External Services¶

Sapari depends on ~10 external services for data, payments, email, DNS, storage, and CI access. This page is a per-service runbook for provisioning each one from scratch — use it for disaster recovery or setting up a new environment. For the rationale behind each choice, see architecture decisions.

Each section lists what to create and which values end up in the server's .env.

Neon Postgres¶

Two separate projects — sapari-staging and sapari-production. Not branches. (why)

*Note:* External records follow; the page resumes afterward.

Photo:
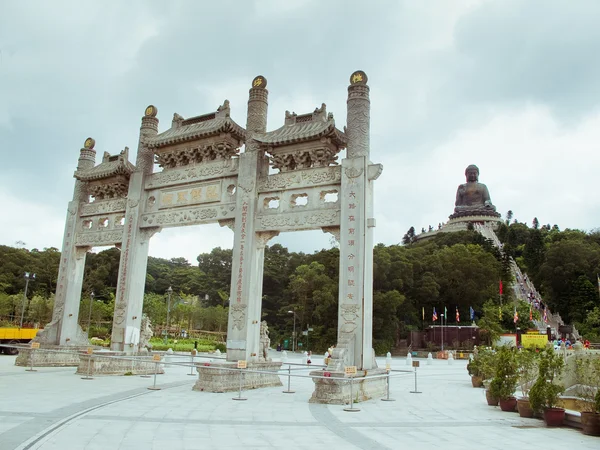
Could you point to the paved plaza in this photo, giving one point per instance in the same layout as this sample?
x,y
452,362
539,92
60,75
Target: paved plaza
x,y
55,409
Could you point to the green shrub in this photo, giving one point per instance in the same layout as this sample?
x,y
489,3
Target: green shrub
x,y
221,347
546,390
506,376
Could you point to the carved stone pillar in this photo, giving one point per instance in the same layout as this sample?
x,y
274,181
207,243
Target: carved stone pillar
x,y
64,328
131,282
255,306
243,326
355,314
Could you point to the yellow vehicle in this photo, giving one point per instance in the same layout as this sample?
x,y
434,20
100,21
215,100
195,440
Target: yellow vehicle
x,y
15,335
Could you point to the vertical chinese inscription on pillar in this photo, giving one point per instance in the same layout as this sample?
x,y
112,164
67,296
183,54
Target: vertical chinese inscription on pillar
x,y
351,264
121,304
240,277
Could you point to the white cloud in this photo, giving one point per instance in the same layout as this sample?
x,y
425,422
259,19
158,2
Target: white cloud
x,y
449,87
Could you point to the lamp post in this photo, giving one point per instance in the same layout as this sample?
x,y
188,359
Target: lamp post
x,y
92,295
294,333
442,315
169,292
28,276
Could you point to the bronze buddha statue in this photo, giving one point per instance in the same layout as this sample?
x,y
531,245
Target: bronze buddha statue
x,y
473,197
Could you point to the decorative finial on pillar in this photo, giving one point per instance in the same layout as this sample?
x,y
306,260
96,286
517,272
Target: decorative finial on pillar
x,y
358,77
89,143
257,106
145,158
358,120
149,121
87,155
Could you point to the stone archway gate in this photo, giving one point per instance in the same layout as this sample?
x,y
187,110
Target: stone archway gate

Sign up at neon.com. Free tier.
Create project sapari-<env>. Region must match the Hetzner datacenter — Hillsboro → us-west-2, Ashburn → us-east-1. (why)
Connection string: use the direct endpoint (ep-*.c-*.<region>.aws.neon.tech), not the -pooler one. (why)

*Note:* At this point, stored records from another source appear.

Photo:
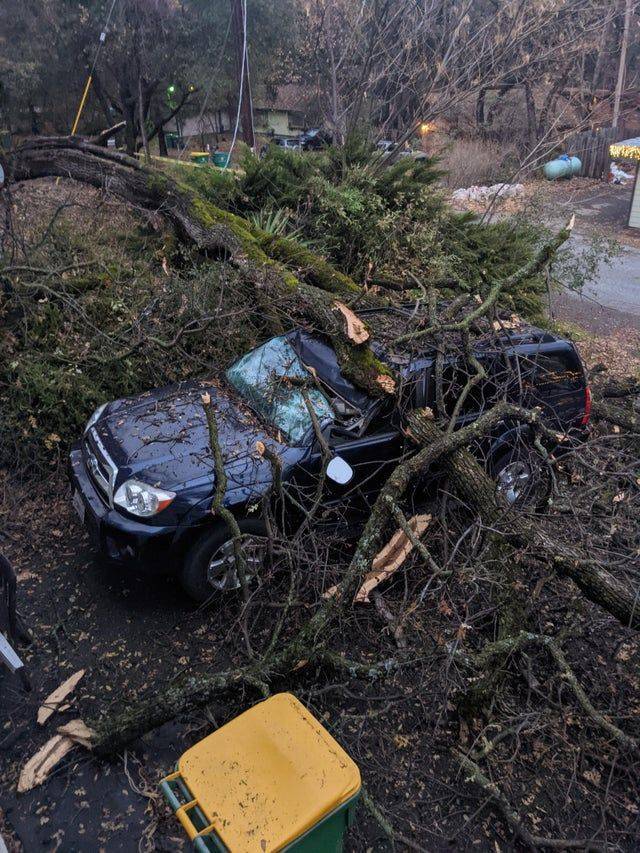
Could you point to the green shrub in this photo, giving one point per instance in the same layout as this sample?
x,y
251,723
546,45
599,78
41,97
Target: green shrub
x,y
380,223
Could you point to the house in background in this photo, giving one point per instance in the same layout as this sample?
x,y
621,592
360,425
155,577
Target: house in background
x,y
285,115
629,149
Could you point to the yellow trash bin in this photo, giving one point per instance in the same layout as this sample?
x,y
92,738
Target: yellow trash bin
x,y
271,779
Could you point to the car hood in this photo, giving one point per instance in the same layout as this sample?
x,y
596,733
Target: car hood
x,y
162,437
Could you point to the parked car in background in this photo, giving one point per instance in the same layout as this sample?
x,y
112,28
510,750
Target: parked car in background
x,y
143,473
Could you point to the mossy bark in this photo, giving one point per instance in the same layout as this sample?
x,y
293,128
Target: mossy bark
x,y
277,266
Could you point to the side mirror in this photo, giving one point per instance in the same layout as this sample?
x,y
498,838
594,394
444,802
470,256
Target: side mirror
x,y
339,471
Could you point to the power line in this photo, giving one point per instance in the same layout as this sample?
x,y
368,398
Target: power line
x,y
213,80
243,65
85,93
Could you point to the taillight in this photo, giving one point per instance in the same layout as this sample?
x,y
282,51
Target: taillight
x,y
587,406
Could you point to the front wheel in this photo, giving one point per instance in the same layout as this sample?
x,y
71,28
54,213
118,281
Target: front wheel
x,y
210,564
522,477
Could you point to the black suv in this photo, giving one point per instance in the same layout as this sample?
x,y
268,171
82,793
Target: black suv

Capture: DATABASE_URL in async form. Two gotchas when copying from Neon's UI: - Replace sslmode=require with ssl=require — asyncpg uses the latter (psycopg2 uses the former). - Drop any &channel_binding=require Neon adds — asyncpg auto-negotiates SCRAM channel binding via the auth handshake; passing it as a query param TypeErrors.

Final form: postgresql+asyncpg://USER:PASS@ep-xxx.c-N.<region>.aws.neon.tech/dbname?ssl=require.

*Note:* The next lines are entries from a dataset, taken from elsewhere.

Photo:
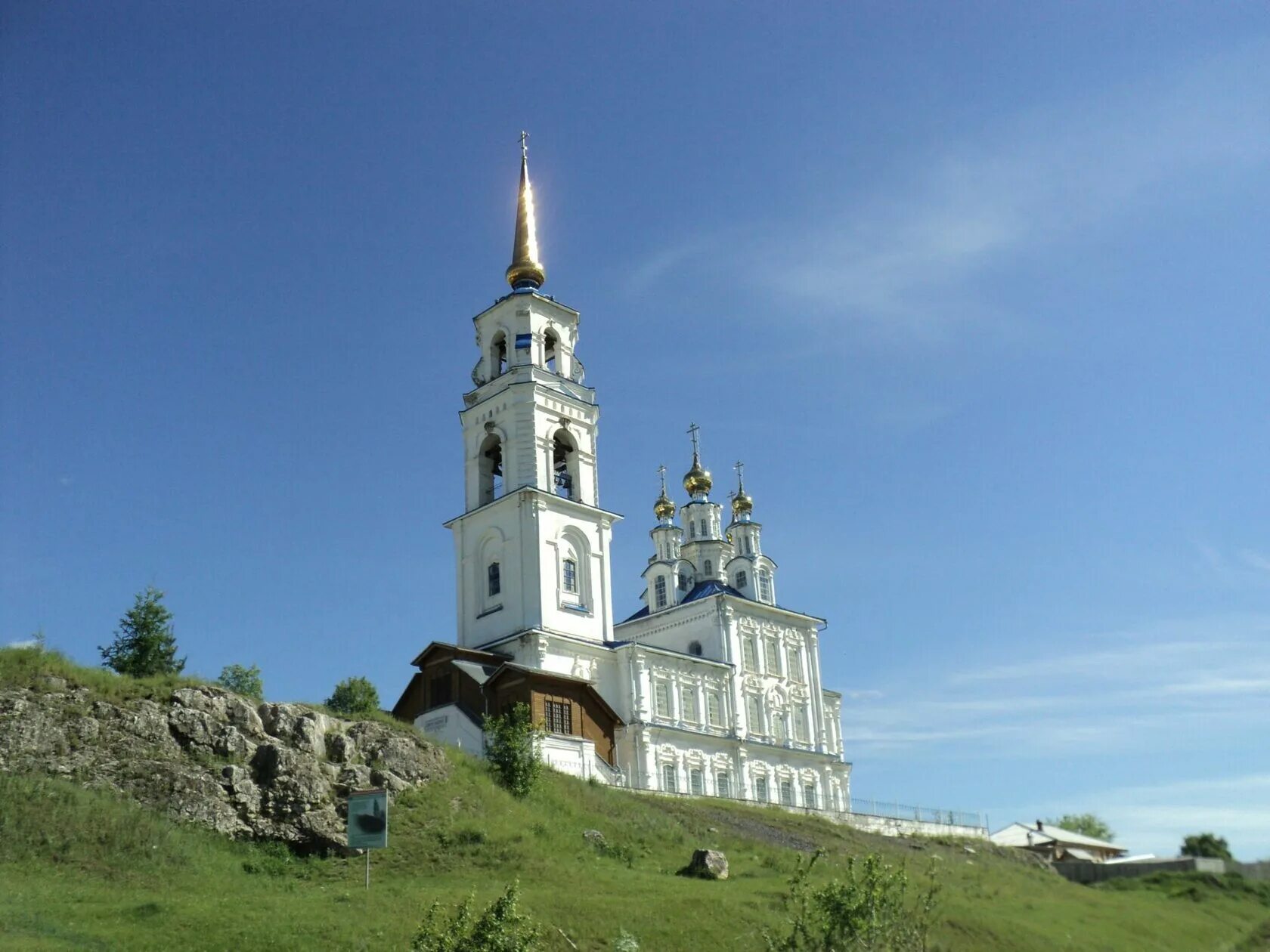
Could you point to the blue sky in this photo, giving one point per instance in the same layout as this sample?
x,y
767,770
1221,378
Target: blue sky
x,y
978,293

Upgrade trigger: CU-hours > 90/mo on production, or storage > 0.4 GB.

Cloudflare R2¶

Three buckets per environment:

sapari-raw (clip uploads)
sapari-exports (rendered MP4s)
sapari-assets (user-uploaded overlay media)

Staging gets sapari-staging-raw, sapari-staging-exports, sapari-staging-assets.

CF Dashboard → R2 → Create bucket (6 total, 3 per env).
Enable versioning on production buckets (one-time toggle; protects against accidental delete).
Create two API tokens — one per environment — scoped to that env's buckets with Object Read & Write permissions.

Capture: STORAGE_ACCESS_KEY_ID, STORAGE_SECRET_ACCESS_KEY, STORAGE_ENDPOINT_URL (per-account, same for all buckets), bucket names.

Cloudflare DNS¶

One zone for sapari.io. Records:

Type	Name	Target	Proxied
A	`@` (apex)	Cloudflare Pages IP	Yes
CNAME	`www`	`sapari.io`	Yes
CNAME	`app`	`<prod-pages>.pages.dev`	Yes
CNAME	`staging`	`<staging-pages>.pages.dev`	Yes
A	`api`	Production Hetzner IPv4	No (grey cloud)
A	`api-staging`	Staging Hetzner IPv4	No (grey cloud)

Backend A records are DNS-only (grey cloud) because Caddy runs the TLS termination and the backend firewall restricts to Cloudflare IPs. Proxying would double-terminate TLS.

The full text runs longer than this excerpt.